A heatmap is useful for visualizing the correlation between features in a dataset:

Diagonal Values: These represent self-correlation, which is always 1.
High Correlation (Close to 1): Indicates a strong positive relationship.
Low Correlation (Close to -1): Indicates a strong negative relationship.
Near Zero: Suggests little to no relationship.

Heatmap of the selected features

4. Model Training

For this project, I choose to work with Random Forest.

Random Forest is an ensemble learning method based on decision trees. It works by creating multiple decision trees during training and combining their predictions (averaging for regression or majority voting for classification).

Why Random Forest?

Robustness: it reduces overfitting because individual trees are trained on different subsets of data and features.
Handles Non-Linear Relationships: Random Forest can model complex, non-linear relationships between features and the target.
Feature Importance: it provides a measure of feature importance, helping you understand which features contribute the most to predictions.

  from sklearn.ensemble import RandomForestRegressor

Defining Features and Target Variable:

X = selected_df.drop('Price', axis=1)
y = selected_df['Price']

Splitting the Data:

The dataset is split into two parts:

Training Set: Used to train the model (learn patterns from the data).
Testing Set: Used to evaluate how well the model performs on unseen data. This ensures that the model generalizes to new, unseen data rather than simply memorizing the training data.
```
X_train, X_test, y_train, y_test = train_test_split(X, y, train_size=0.2, random_state=42)
```
Scaling the Data:

Features often have different ranges (e.g., RAM might range from 4 to 64 GB, while Weight is between 1 and 3 kg). Scaling ensures that no single feature dominates due to its larger range.

  scaler = StandardScaler()
  X_train_scaled = scaler.fit_transform(X_train)
  X_test_scaled = scaler.transform(X_test)

fit_transform: Computes scaling parameters (mean and standard deviation) and applies them to the training set. transform: Applies the same scaling parameters to the test set to avoid data leakage.

Training the Random Forest Model:

model = RandomForestRegressor()
model.fit(X_train_scaled, y_train)

5. Model Evaluation

We evaluate the model to validate the model’s accuracy and ensures it generalizes well beyond the training data.

Evaluating the Model:

The R² Score measures how much of the variance in the target variable (Price) is explained by the model. Values closer to 1 indicate a better fit.
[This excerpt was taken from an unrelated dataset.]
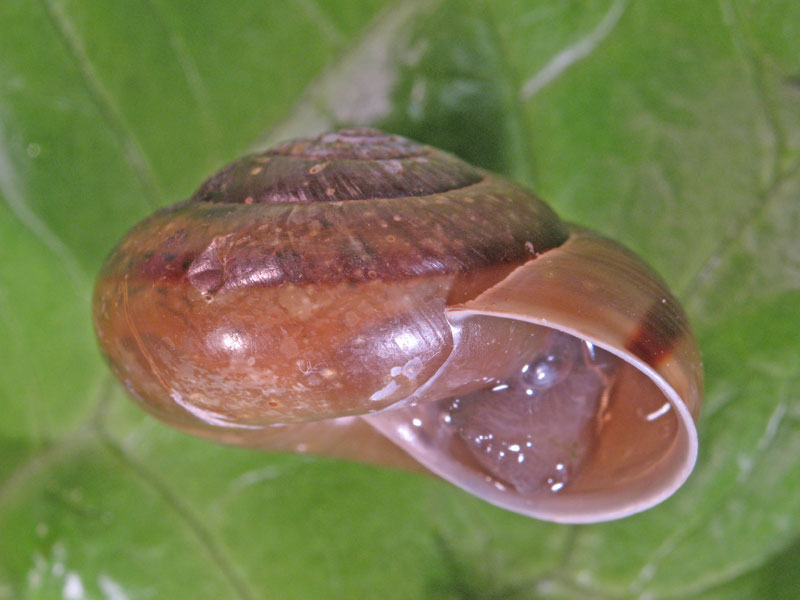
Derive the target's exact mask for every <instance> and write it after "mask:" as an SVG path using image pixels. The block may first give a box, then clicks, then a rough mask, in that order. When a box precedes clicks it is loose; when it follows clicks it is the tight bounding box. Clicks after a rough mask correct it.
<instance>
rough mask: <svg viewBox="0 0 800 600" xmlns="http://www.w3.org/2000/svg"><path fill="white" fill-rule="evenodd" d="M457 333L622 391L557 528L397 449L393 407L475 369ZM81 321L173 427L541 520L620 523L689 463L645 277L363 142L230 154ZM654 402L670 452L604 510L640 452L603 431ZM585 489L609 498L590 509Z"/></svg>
mask: <svg viewBox="0 0 800 600" xmlns="http://www.w3.org/2000/svg"><path fill="white" fill-rule="evenodd" d="M472 315H483V316H488V317H501V318H506V319H514V320H520V321H528V322H530V323H532V324H536V325H543V326H546V327H549V328H554V329H558V330H561V331H563V332H566V333H570V334H572V335H574V336H577V337H579V338H581V339H584V340H589V341H591V342H592V343H595V344H597V345H599V346H601V347H602V348H604V349H606V350H608V351H610V352H612V353H614V354H616V355H617V356H618V357H620V358H622V359H623V360H624V361H625V362H626V363H627V365H628V366H629V367H630V372H631V373H634V372H635V373H637V375H635V376H634V375H630V376H627V375H623V376H621V378H620V383H619V384H618V385H617V388H619V393H618V394H617V395H625V396H626V398H627V399H626V400H625V401H624V403H619V404H617V412H618V413H620V414H623V417H622V418H621V419H619V420H618V421H617V424H616V425H614V424H611V425H603V426H604V427H606V428H607V429H608V431H609V432H610V433H609V434H608V435H607V436H605V437H604V438H603V440H602V441H601V443H600V445H599V447H598V452H597V456H595V458H593V459H592V460H593V461H594V463H596V464H597V465H600V466H597V468H595V467H594V466H592V465H591V464H590V465H589V467H588V469H587V473H588V475H587V476H586V478H585V482H584V483H581V482H580V481H579V482H578V484H577V485H576V489H578V490H580V489H581V486H582V485H583V489H585V490H588V491H587V494H588V496H586V495H584V496H582V495H581V493H580V491H579V492H578V493H576V494H574V495H573V496H572V497H571V499H570V497H567V499H566V500H563V499H559V500H558V502H560V503H562V504H564V503H566V505H567V506H568V508H567V509H566V513H561V512H559V511H561V508H559V507H556V505H555V504H552V502H556V501H555V500H552V502H551V500H546V501H545V502H544V504H543V505H542V506H543V508H541V509H539V508H538V507H536V508H532V509H529V508H527V504H525V506H523V507H522V508H520V506H519V505H517V504H515V502H516V500H512V501H508V500H507V499H506V498H505V497H501V496H498V497H493V496H492V495H493V494H494V492H493V491H491V490H490V491H488V492H485V493H484V491H483V490H480V489H477V488H479V487H480V486H481V485H483V484H482V483H480V482H478V483H475V485H473V484H471V483H464V482H463V481H460V480H459V478H460V477H461V475H458V473H459V472H460V471H459V470H460V469H461V467H460V466H458V465H456V466H455V467H454V466H452V465H449V464H447V459H444V462H441V461H439V459H438V458H437V459H432V458H430V456H431V454H436V452H437V450H431V449H430V448H428V446H426V444H428V443H429V441H430V440H424V439H420V440H411V439H410V438H409V437H408V436H405V438H404V439H400V438H398V436H397V435H396V431H397V430H398V429H397V427H398V422H399V421H398V419H401V420H402V419H408V415H405V416H404V415H403V414H402V413H401V412H400V411H398V410H395V409H396V407H398V406H402V405H405V404H408V405H410V406H412V407H413V406H414V403H415V402H418V401H419V402H422V401H423V400H424V399H425V398H426V397H430V398H434V397H435V398H438V399H441V398H446V397H447V393H448V392H447V386H448V385H449V384H450V382H452V381H454V380H457V379H458V377H457V376H455V377H454V375H453V373H452V371H448V369H451V367H452V365H453V364H456V363H457V362H458V360H472V361H477V362H479V363H480V362H481V361H483V362H484V363H485V365H486V368H487V369H488V368H491V367H492V364H493V360H495V359H494V358H492V357H481V356H480V354H481V353H480V351H479V350H478V351H475V352H473V355H474V356H470V357H469V358H465V357H464V356H462V354H463V349H461V348H457V344H458V342H457V341H454V333H453V331H454V329H453V324H454V323H455V322H458V321H459V320H460V319H468V318H470V317H471V316H472ZM94 322H95V328H96V331H97V336H98V339H99V342H100V346H101V349H102V351H103V353H104V355H105V356H106V358H107V359H108V362H109V364H110V365H111V368H112V370H113V371H114V373H115V374H116V375H117V377H118V378H119V379H120V380H121V381H122V382H123V383H124V385H125V386H126V388H127V389H128V391H129V392H130V394H131V395H132V396H133V397H134V398H136V399H137V401H138V402H139V403H140V404H141V406H142V407H143V408H144V409H145V410H147V411H148V412H150V413H151V414H153V415H154V416H156V417H158V418H159V419H161V420H163V421H165V422H167V423H170V424H172V425H174V426H176V427H178V428H180V429H183V430H185V431H188V432H191V433H193V434H197V435H202V436H205V437H209V438H212V439H215V440H217V441H222V442H225V443H231V444H243V445H249V446H257V447H264V448H270V449H277V450H287V451H300V452H312V453H320V454H330V455H334V456H340V457H346V458H351V459H357V460H362V461H370V462H376V463H380V464H388V465H393V466H403V467H407V468H417V469H423V470H429V471H432V472H434V473H436V474H439V475H441V476H442V477H444V478H445V479H450V480H451V481H453V482H454V483H456V484H457V485H461V486H462V487H464V488H465V489H468V490H470V491H472V492H473V493H476V494H478V495H481V496H482V497H485V498H487V499H489V501H492V502H495V503H496V504H499V505H501V506H506V507H507V508H510V509H511V510H518V511H519V512H525V513H526V514H531V515H533V516H538V517H541V518H548V519H552V520H563V521H567V522H588V521H592V520H600V519H603V518H614V517H617V516H624V515H625V514H630V513H632V512H636V511H638V510H641V509H642V508H644V507H646V506H647V505H651V504H653V503H655V502H657V501H659V500H661V499H663V498H664V497H666V496H667V495H669V494H670V493H672V491H674V489H676V488H677V486H679V485H680V483H682V481H683V480H684V479H685V478H686V477H687V476H688V472H689V471H690V470H691V468H692V465H693V463H694V460H695V456H696V451H697V441H696V433H695V431H694V425H693V419H695V418H696V416H697V414H698V412H699V409H700V401H701V397H702V386H703V383H702V367H701V362H700V355H699V351H698V348H697V344H696V342H695V339H694V337H693V334H692V332H691V330H690V328H689V325H688V320H687V318H686V315H685V314H684V312H683V310H682V309H681V307H680V306H679V304H678V303H677V302H676V300H675V298H674V297H673V296H672V295H671V294H670V292H669V291H668V289H667V287H666V286H665V285H664V283H663V282H662V281H661V280H660V279H659V278H658V276H657V275H655V274H654V273H653V272H652V271H651V270H650V269H649V268H648V267H647V266H646V265H645V264H644V263H643V262H642V261H641V260H640V259H639V258H638V257H636V256H635V255H633V254H632V253H631V252H630V251H628V250H626V249H625V248H624V247H622V246H621V245H619V244H617V243H616V242H614V241H611V240H609V239H607V238H604V237H602V236H599V235H597V234H594V233H592V232H590V231H588V230H585V229H583V228H581V227H577V226H574V225H570V224H567V223H564V222H562V221H561V220H560V219H559V218H558V217H557V215H556V214H555V213H554V212H553V211H552V210H551V209H550V208H549V207H548V206H547V205H546V204H544V203H543V202H542V201H540V200H539V199H537V198H536V197H535V196H534V195H533V194H531V192H529V191H528V190H526V189H524V188H523V187H521V186H519V185H517V184H514V183H512V182H509V181H507V180H505V179H503V178H502V177H499V176H497V175H494V174H491V173H488V172H485V171H483V170H480V169H477V168H475V167H472V166H470V165H468V164H466V163H464V162H463V161H461V160H459V159H457V158H456V157H454V156H452V155H450V154H447V153H445V152H442V151H440V150H437V149H434V148H432V147H430V146H426V145H422V144H418V143H415V142H412V141H410V140H407V139H405V138H402V137H399V136H394V135H389V134H385V133H382V132H380V131H377V130H372V129H350V130H341V131H338V132H335V133H329V134H324V135H322V136H319V137H317V138H313V139H303V140H295V141H290V142H286V143H284V144H281V145H278V146H276V147H274V148H271V149H269V150H267V151H265V152H262V153H259V154H253V155H250V156H246V157H244V158H242V159H240V160H237V161H235V162H233V163H231V164H229V165H228V166H226V167H224V168H223V169H222V170H221V171H219V172H218V173H216V174H215V175H213V176H212V177H210V178H209V179H208V180H207V181H205V182H204V183H203V184H202V185H201V186H200V188H199V189H198V190H197V192H196V193H195V194H194V196H193V197H192V198H190V199H189V200H186V201H184V202H181V203H179V204H176V205H175V206H173V207H170V208H166V209H162V210H159V211H158V212H156V213H155V214H153V215H152V216H151V217H149V218H148V219H146V220H145V221H143V222H142V223H140V224H139V225H137V226H136V227H134V228H133V229H132V230H131V231H130V232H129V233H128V234H127V236H126V237H125V238H124V239H123V240H122V241H121V242H120V243H119V245H118V246H117V247H116V248H115V249H114V250H113V251H112V252H111V254H110V255H109V257H108V259H107V260H106V262H105V264H104V265H103V267H102V270H101V272H100V275H99V277H98V279H97V284H96V288H95V297H94ZM455 355H458V360H455V359H453V356H455ZM641 374H644V376H642V375H641ZM626 386H627V387H626ZM420 390H424V391H425V394H427V396H425V394H422V395H421V393H420ZM615 393H616V392H615ZM645 396H647V398H645ZM640 397H641V401H640V400H639V398H640ZM637 402H640V404H638V405H637ZM664 402H668V403H669V404H671V405H672V406H673V408H675V409H676V414H677V417H676V419H677V420H675V421H673V424H676V425H675V427H676V428H677V429H676V430H675V431H677V433H674V439H675V441H674V443H673V444H672V447H671V448H670V449H669V450H668V451H666V452H665V456H664V458H663V459H659V458H658V457H656V458H654V459H652V460H651V462H650V463H648V465H649V466H645V467H642V469H643V470H644V471H647V473H646V474H645V475H644V476H642V475H641V472H640V471H642V469H640V471H637V473H638V474H636V476H635V477H632V481H630V482H628V483H626V485H627V486H628V488H629V490H630V491H624V489H623V488H622V487H621V486H620V485H618V484H617V483H614V482H613V481H612V480H613V479H614V478H617V479H625V477H626V476H625V473H626V472H633V471H632V470H631V464H632V461H633V462H635V455H636V453H637V452H639V453H640V454H641V456H646V455H647V453H648V452H649V450H648V448H647V443H646V441H645V443H644V446H641V440H642V439H645V438H646V437H647V433H646V432H644V433H642V432H641V431H638V430H633V429H631V430H630V431H628V430H627V429H626V428H628V425H627V424H629V423H630V422H633V421H630V420H628V421H626V418H625V417H624V414H630V415H633V414H634V413H637V414H639V413H642V411H644V410H647V411H649V410H654V408H653V407H658V406H660V405H662V404H663V403H664ZM623 404H624V405H623ZM640 417H641V414H639V417H636V418H638V419H639V420H641V419H640ZM631 418H632V419H633V417H631ZM615 427H616V429H615ZM629 429H630V428H629ZM670 435H673V434H670ZM400 437H401V438H402V437H403V436H400ZM637 448H638V450H637ZM652 450H653V452H656V450H658V452H662V451H663V448H662V447H659V448H658V449H656V448H655V446H653V448H652ZM631 457H633V458H631ZM648 460H650V459H648ZM590 463H592V461H590ZM651 463H652V464H651ZM443 465H444V466H443ZM454 473H455V474H454ZM604 486H605V487H608V488H609V489H612V488H613V489H612V491H611V492H609V493H607V494H597V493H596V490H597V489H600V488H602V487H604ZM589 496H591V499H590V500H587V498H588V497H589ZM601 496H602V497H601ZM525 502H527V500H525ZM548 502H550V503H551V504H552V505H551V504H548ZM570 502H572V503H573V504H572V506H571V508H570V507H569V506H570ZM589 505H592V506H593V507H589V508H587V506H589ZM564 515H566V516H564Z"/></svg>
  score = model.score(X_test_scaled, y_test)
  print(f'Model R^2 Score: {score}')

Results: Model R² Score: 0.74

Plotting Predicted vs. Actual Prices:

This plot shows the model’s accuracy:

Predicted vs. Actual Prices

Conclusion

In this project, we successfully built a machine learning model to predict laptop prices based on various specifications. The data preprocessing stage involved cleaning and transforming the dataset, handling missing values, and extracting meaningful features from complex strings. In the modeling stage, we utilized a Random Forest Regressor, which achieved an R² score of approximately 0.74. The model can be further improved by experimenting with different algorithms, hyperparameter tuning, and feature engineering.

How to Run

Clone the Repository:

git clone https://github.com/vishrut-b/ML-Project-Laptop-Price-Prediction.git

Navigate to the Project Directory:
```
cd your_repository
```
Install Required Libraries:

Ensure you have Python 3.x installed. Install the necessary libraries:
```
pip install pandas numpy matplotlib seaborn scikit-learn
```
Prepare the Dataset:
- Place the laptopData.csv file in the project directory.
- Run the data preprocessing script to generate edited_dataframe.csv.
```
python data_processing.py
```
Run the Modeling Script:

Execute the script to train the model and evaluate its performance.
```
python learning.py
```
Replace data_preprocessing.py and learning.py with the names of your scripts containing the above code.

Note: This README covers the data processing and modeling stages of the project. Further improvements, such as hyperparameter tuning and deployment, can be added in future updates.